Sunday at Byrd’s Creek ended up being a day of adaptability. It also highlighted the family atmosphere that embodies what’s special about this event—something that’s often hard to describe while writing about it.
Mose Wilson & Friends
The first surprise of the day was the unfortunate cancellation of one of the acts. However, that couldn’t put a damper on a festival with a campground loaded with musical talent. Pulling together musicians from across the festival setlists, Mose Wilson returned to the stage for an Americana and classic country jam session including members of the West King String Band, Hannah Juanita, Chelsea Lovitt, and more.

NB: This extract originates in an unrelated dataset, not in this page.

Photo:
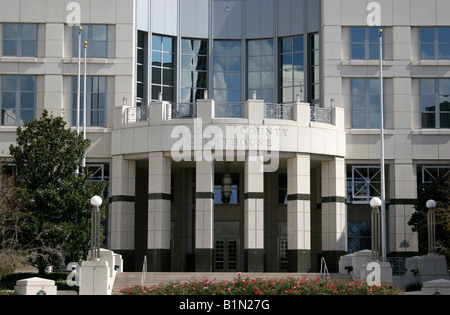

Check out more on Mose Wilson in our coverage of Day 1 of Byrd’s Creek 2021
Sad Daddy ft. Melissa Carper
Earlier this year, the award-winning Arkansas bluegrass band (that’s not entirely a bluegrass band), Sad Daddy, announced that they were working on their first album since 2016’s Fresh Catch. The setlist included their hit, “Mountainside,” a country-classic styled number from band member Melissa Carper’s recent solo album, and an encore with fan-favorite, “Bigboned & Buttugly.”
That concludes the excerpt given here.